The Damron Co.’s historic, pocket-sized “Address Books” are travel guides that tell a “story of survival” for LGBTQ communities in the United States, said Eric Gonzaba, Cal State Fullerton assistant professor of American studies.
Since January 2020, Gonzaba and his research team have plotted more than 30,000 establishments mentioned in the guides for the interactive Mapping the Gay Guides project. The nationwide listings spanning 1965 to 1980 include bars, restaurants, bathhouses, cinemas and other establishments.
The project earlier this year garnered a nearly $350,000 grant from the National Endowment for the Humanities.
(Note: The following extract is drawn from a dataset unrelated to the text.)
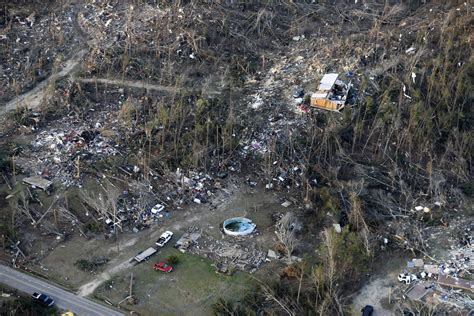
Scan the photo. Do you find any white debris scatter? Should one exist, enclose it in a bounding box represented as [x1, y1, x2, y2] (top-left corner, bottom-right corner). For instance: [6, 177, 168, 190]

The researchers will use the award to hire graduate students through 2024 and add at least 116,000 new Damron listings that were published from 1981 to 2005.
Mapping the Gay Guides earned one of 34 humanities collections and reference resources grants “to preserve and provide access to collections essential to scholarship, education and public programming in the humanities,” according to the National Endowment for the Humanities.
According to Gonzaba, the travel guides are one of the longest-running series of its genre — published annually from the 1960s until 2021 — and are considered to be the “gold standard.”
Gonzaba noted how a project like this receiving funding from the federal agency 20 years ago would have been unheard of.
“To me, it’s proven this point that gay history is now widely accepted as a field of inquiry, one that we should teach in public universities,” Gonzaba said. “The stories of queer people deserve to be told and understood.”
Expanding the Scope
Gonzaba’s project team includes Amanda Regan, co-primary investigator and lecturer in history and geography at Clemson University, and CSUF graduate students.
Seven graduate students have contributed to the project from its launch through fall 2021. Students are oftenshocked by the variety of LGBTQ spaces that have existed as far back as the 1960s, Gonzaba said.
“There’s this misconception about queer culture that they thrive in the underground where they have to survive in hidden spaces,” Gonzaba said. “They are a diverse community. It wasn’t just bars, but it was also gay restaurant communities, bookstores, softball leagues and press publications.”
Three graduate students were recently hired to work on the project this semester. Their work involves scanning the guides, typing in data by hand and fact-checking the listings for accuracy.
Gonzaba, co-primary investigator and content manager of the project, said expanding the project’s listings through the year 2005 will address “different, huge areas of gay history since the 1980s,” like the AIDS crisis, 9/11 and the federal “Don’t Ask, Don’t Tell” policy launched in 1994 and repealed in 2011.
“The ’80s are the beginning of the AIDS crisis, which disproportionately hurts queer people, especially people of color,” Gonzaba said. “We wonder whether or not the guides will reflect that collapse in gay ecology. Is there more attention in these guides to health centers or to hospices?”
Meanwhile, Gonzaba notes the 1990s guides do reflect their era — a decade of increased visibility — by including more international listings.
Building a Home for the Data
Although the guides will likely be discontinued at the end of 2021, the research team’s long-term goals include mapping the remaining Damron guides and securing a permanent, online home for the data indefinitely.
“One of the annoyances of the modern gay community is that their stories are not being told and their histories are being ignored,” Gonzaba said. “By putting this online, making it accessible to more people, it’s harder to ignore.”
The guides and Damron’s other print materials can show patterns over both location and time in ways that may not be available elsewhere, Gonzaba said. He hopes researchers can use this data to better understand historic LGBTQ events and issues in the United States.
Gonzaba is writing a book about the Damron Co., and intends to create a Mapping the Gay Guides archival collection at Cal State Fullerton with materials donated from the publishing company.
“The main purpose of this resource is to allow other people to think about gay history differently and to start their own projects with our data,” Gonzaba said. “We’re committed to making everything we have accessible to other researchers.
“I want Cal State Fullerton to be the home of a collection that slowly grows over time,” Gonzaba said.